The United States Air Force is mulling the retirement of the long-running F-15C and F-15D air-to-air fighter and replacing them with upgraded F-16s by the mid-2020s. It’s a process that will no doubt be as controversial as it is complex.
The Air Force Times reports that service officials told lawmakers Wednesday at a House Armed Services readiness subcommittee hearing that retiring an entire class of aircraft would save costs and allow pilots to train on fewer platforms.
The service is in “deep discussions” on the matter and the F-15 inventory will be assessed further next year, said Air National Guard Director Lt. Gen. L. Scott Rice. And Maj. Gen. Scott D. West, director of current operations and deputy chief of staff for operations for the service at the Pentagon, added: “The F-15C [has] served our nation well, as have its pilots for decades. And it was our air superiority fighter; now F-22 has taken that role,” according to military.com.
The F-15E Strike Eagle wasn’t mentioned.
An outgrowth of lessons learned during the Vietnam War, the F-15 entered service in the 1970s and has been an staple across the globe ever since for the U.S. Air Force, as well as allies like Japan and Israel. The F-15C is the single-seat variant while the F-15D has two seats.
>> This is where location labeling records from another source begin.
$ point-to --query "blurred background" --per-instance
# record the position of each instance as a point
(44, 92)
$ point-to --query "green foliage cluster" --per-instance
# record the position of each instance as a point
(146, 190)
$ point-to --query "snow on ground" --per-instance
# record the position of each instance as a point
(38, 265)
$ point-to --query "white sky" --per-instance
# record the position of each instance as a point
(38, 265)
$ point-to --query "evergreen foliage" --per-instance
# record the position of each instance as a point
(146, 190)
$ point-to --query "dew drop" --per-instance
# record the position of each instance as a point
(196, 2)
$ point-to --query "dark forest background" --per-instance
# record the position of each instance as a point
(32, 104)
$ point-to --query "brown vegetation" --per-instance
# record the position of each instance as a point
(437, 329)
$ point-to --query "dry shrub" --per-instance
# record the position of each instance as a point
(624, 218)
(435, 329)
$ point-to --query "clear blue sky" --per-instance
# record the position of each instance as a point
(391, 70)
It’s nothing less than iconic at this point, and probably what most people picture when they think of a modern fighter jet. It remains a formidable foe today despite its age. The U.S. still employs nearly 200 F-15Cs and F-15Ds across the globe.
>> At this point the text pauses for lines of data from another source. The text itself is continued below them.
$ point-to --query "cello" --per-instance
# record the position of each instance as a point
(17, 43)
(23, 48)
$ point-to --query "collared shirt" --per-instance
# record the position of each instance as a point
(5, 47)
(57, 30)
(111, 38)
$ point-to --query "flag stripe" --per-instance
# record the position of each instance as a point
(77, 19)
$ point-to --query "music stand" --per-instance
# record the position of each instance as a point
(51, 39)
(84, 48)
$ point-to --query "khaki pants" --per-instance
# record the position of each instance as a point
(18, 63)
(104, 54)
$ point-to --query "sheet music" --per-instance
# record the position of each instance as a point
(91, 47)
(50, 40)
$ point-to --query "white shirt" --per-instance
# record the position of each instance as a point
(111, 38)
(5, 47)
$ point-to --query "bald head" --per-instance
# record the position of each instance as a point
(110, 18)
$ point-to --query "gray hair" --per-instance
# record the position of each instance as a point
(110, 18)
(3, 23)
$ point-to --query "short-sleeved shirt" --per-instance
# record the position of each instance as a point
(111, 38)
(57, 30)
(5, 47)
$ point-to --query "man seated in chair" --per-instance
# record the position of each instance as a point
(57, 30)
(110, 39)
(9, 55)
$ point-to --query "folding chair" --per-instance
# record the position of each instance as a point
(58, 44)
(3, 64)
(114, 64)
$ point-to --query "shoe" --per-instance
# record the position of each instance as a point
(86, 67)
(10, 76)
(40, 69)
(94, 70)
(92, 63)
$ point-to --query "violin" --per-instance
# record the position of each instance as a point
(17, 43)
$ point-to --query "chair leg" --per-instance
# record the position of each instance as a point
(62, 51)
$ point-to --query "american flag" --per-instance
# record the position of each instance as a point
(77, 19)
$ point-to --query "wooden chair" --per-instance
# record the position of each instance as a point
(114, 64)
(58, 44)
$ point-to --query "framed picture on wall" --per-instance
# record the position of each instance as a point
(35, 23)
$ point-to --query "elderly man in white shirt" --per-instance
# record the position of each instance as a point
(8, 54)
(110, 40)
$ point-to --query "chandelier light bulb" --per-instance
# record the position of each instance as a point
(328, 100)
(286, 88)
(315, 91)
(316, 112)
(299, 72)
One idea, Rice said, is to replace the F-15C with F-16s upgraded with AESA (Active Electronically Scanned Array) radars. The system improves an aircraft to scan for air-to-air and air-to-ground threats at the same time.
However, shelving either plane is not a done deal, according to Air Force spokeswoman Ann Stefanek.
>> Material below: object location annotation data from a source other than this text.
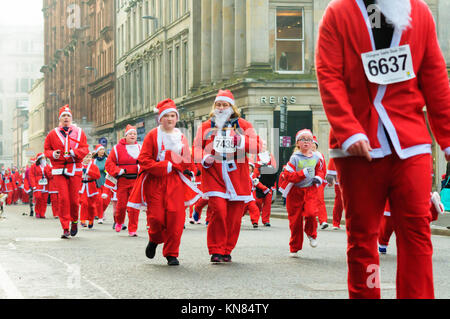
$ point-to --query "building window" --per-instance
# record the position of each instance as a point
(289, 40)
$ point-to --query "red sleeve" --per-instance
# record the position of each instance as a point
(333, 90)
(147, 159)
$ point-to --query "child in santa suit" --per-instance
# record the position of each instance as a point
(221, 145)
(338, 207)
(66, 146)
(252, 207)
(304, 176)
(122, 164)
(322, 212)
(39, 182)
(379, 136)
(162, 185)
(89, 191)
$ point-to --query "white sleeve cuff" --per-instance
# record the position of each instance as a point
(353, 139)
(203, 161)
(447, 150)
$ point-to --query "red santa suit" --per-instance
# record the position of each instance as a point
(389, 115)
(122, 164)
(39, 182)
(223, 180)
(338, 205)
(52, 191)
(89, 192)
(67, 169)
(162, 186)
(304, 175)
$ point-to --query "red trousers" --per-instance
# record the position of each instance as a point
(338, 206)
(55, 204)
(253, 210)
(366, 186)
(89, 207)
(224, 225)
(301, 202)
(124, 187)
(68, 198)
(40, 206)
(386, 230)
(265, 206)
(166, 222)
(322, 212)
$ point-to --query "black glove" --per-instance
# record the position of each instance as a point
(188, 173)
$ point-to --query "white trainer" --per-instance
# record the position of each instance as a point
(312, 242)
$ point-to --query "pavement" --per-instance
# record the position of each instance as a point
(101, 264)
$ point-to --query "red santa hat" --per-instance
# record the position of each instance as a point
(64, 110)
(98, 148)
(315, 140)
(38, 156)
(128, 129)
(305, 131)
(165, 107)
(225, 96)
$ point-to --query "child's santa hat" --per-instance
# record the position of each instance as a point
(165, 107)
(129, 129)
(98, 148)
(301, 133)
(64, 110)
(225, 96)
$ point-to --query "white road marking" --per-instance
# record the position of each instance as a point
(90, 282)
(8, 286)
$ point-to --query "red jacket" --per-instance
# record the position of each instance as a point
(39, 175)
(356, 107)
(73, 148)
(119, 159)
(90, 174)
(225, 178)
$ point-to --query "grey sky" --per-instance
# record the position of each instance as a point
(21, 12)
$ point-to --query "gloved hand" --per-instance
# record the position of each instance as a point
(188, 173)
(309, 172)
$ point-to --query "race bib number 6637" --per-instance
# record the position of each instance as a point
(387, 66)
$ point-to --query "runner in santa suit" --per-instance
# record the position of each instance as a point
(89, 191)
(266, 173)
(52, 191)
(322, 213)
(338, 207)
(379, 137)
(221, 145)
(162, 185)
(104, 192)
(122, 164)
(39, 183)
(66, 146)
(8, 186)
(304, 176)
“We’re always looking at force structure options for the future,” Stefanek said, according to Air Force Times. “Until it is something that we put in our budget as a proposal, it’s just another option that could be pursued. Just because it’s an option doesn’t mean we’ll pursue it.”
However, that the service is even considering retiring the F-15 C and D is a big deal, even if, as West and Rice said, the proposal is “predecisional.”
Here is more context on the proposal, per Air Force Times:
The Air Force is now planning for fiscal 2019, Rice said, but a decision on retiring the F-15C and D would probably not be made this year. Which means those planes would not retire until fiscal 2020 at the earliest.
But replacing the F-15 C and D—a fighter primarily focused on air-to-air operations—with the F-16, which also has air-to-surface capabilities, would raise questions. The F-15 C and D, which entered the Air Force’s inventory in 1979, carries up to eight AIM-9 Sidewinder and AIM-120 AMRAAM air-to-air missiles. The F-16, on the other hand, can carry up to six air-to-air missiles or air-to-surface munitions. Both planes carry the M-61A1 20mm multi-barrel cannon, but the F-15 can carry 940 rounds of ammunition to the F-16's 500.
Indeed, the F-16 and the F-15 are two very different planes, a point Rep. Martha McSally (R-Ariz.) made clear during the hearing. The F-16
A retired Air Force A-10 squadron commander, McSally expressed surprise at the news of the proposal before asking if the F-16 could mirror the capabilities of the F-15C, according to Stars and Stripes:
“I don’t want to get into pilot rivalries here, but if we’re talking about fourth generation assets, you’ve got the F-15C, which prior to the F-22 was the best at air-to-air … the F-16 is an incredible, versatile, multi-role, little bit less expensive sort of decathlete,” McSally said.
“Comparing the capabilities side by side …We all need to be careful through that analysis,” McSally said. “[An F-16] doesn’t bring the same capability the F-15 does with expertise in air-to-air.”
You can watch the exchange around the 1:06:36 mark below:
Rice, in response, said that the integrating all of the Air Force’s aircraft systems will make the capabilities of each aircraft less important.
Again, there is no official proposal to retire the F-15 C or D. Folks in the Air Force are talking about it—though it appears lawmakers wish they weren’t.